Effect Measure

Is Mexico a part of the swine flu story?

Late yesterday we summarized a CDC media briefing about the developing investigation of cases of influenza in California and Texas with a previously unknown flu virus with genetic components from pigs (“swine flu”, humans and birds). At the same time reports were surfacing of an especially virulent respiratory disease outbreak in central and southern Mexico that had resulted in 20 deaths and hospitalizations with acute respiratory failure. 137 cases have been reported, including health care workers. When asked yesterday, CDC said they were in close touch with their Mexican counterparts but at that point had no evidence of a connection.

Whatever is going on in Mexico, however, it seems to be pretty serious. Mexico’s Health Minister has ordered schools closed in Mexico City and recommended people not congregate in public places. Bloomberg’s Jason Gale has a good summary of the Mexican and American cases:

Thirteen fatal cases of severe respiratory illness were reported in Mexico City; four in San Luis Potosi, north of the capital; two in the state of Baja California Norte, bordering California; and another in Oaxaca city in the south. Most cases occurred in southern and central Mexico in previously healthy adults ages 25 to 44.

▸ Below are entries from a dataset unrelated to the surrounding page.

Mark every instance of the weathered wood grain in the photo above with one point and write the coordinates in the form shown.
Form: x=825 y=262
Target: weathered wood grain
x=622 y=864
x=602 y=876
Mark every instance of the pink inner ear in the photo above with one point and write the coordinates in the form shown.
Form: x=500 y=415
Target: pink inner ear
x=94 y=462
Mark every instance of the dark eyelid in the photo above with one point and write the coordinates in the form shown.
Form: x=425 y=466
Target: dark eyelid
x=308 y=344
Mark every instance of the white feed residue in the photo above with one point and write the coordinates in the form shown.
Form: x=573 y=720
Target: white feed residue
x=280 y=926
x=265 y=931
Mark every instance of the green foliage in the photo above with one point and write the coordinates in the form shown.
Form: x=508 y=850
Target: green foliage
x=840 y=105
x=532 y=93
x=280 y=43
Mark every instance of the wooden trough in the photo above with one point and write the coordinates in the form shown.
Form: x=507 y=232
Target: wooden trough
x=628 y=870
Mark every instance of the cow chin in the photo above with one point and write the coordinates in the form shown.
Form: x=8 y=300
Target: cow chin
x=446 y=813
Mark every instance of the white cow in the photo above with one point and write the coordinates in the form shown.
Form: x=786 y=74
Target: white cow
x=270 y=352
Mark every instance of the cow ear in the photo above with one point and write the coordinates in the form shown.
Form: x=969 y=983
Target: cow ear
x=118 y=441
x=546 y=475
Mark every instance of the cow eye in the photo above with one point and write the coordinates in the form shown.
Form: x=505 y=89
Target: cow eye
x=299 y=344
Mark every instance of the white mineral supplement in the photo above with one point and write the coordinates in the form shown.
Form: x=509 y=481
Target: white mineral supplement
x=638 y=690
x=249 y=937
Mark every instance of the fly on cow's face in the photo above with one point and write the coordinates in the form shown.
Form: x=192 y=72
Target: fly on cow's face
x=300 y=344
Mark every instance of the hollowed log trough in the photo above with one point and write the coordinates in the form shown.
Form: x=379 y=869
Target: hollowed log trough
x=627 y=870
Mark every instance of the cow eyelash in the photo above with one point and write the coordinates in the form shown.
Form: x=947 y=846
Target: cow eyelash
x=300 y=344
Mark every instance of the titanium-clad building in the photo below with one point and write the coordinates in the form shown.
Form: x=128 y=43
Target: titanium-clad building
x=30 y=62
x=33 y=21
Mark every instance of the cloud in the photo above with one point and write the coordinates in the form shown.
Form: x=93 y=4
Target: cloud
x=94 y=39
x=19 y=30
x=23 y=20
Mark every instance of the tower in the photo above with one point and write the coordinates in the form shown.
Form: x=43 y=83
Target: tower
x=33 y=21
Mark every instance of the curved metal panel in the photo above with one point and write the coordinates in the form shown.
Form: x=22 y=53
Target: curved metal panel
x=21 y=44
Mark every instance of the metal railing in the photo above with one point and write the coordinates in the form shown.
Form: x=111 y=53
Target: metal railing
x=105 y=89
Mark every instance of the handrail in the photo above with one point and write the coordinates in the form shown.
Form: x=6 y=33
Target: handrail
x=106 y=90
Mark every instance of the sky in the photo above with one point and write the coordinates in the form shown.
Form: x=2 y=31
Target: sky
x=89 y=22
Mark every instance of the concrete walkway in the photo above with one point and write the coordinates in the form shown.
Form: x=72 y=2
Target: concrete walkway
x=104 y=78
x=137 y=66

Symptoms include high fever, headache, eye pain, shortness of breath and extreme fatigue with rapid progression of symptoms to severe respiratory distress in about five days, the Canadian agency said. A ?high proportion? of cases require mechanical respiration, it said.

The four males and three females in San Diego County and Imperial County, California, and in San Antonio, Texas, diagnosed with swine flu had mild flu-like symptoms. The patients, 9 to 54 years old, included a father-daughter pair and two boys attending the same Texas school. (Jason Gale, Bloomberg News)

In addition, we know that the US swine flu variant cases also show an unusual prevalence of nausea, vomiting and diarrhea, something not mentioned in the Mexican reports. Thus the two outbreaks exhibit clinical (symptoms, severity) and epidemiologic differences (ages of cases). This doesn’t mean they are unrelated, although it makes it less likely, in my view. While the US cases are near the Mexican border, they were initially discovered because of more intense surveillance related to the Border Infectious Diseases Surveillance (BIDS) system.

It’s always difficult to make sense out of things in the early stages of an outbreak (“the fog of epidemics”), so we’ll have to await further evidence. Preliminary tests in Mexico were said to show that cases had influenza A/H1N1, influenza B or parainfluenza. The first two are the this years’ main seasonal influenza viruses. Parainfluenza is another common cause of respiratory disease. One of the major questions is whether the H1N1 is human seasonal influenza, like the H1N1 swine flu variant just reported by CDC, or something else. Since three different viruses are mentioned, we also need to know which one is the predominant virus in the current outbreak. Several news outlets report that 51 Mexican clinical specimens have been sent to the Canadian Public Health Agency laboratory for genetic characterization.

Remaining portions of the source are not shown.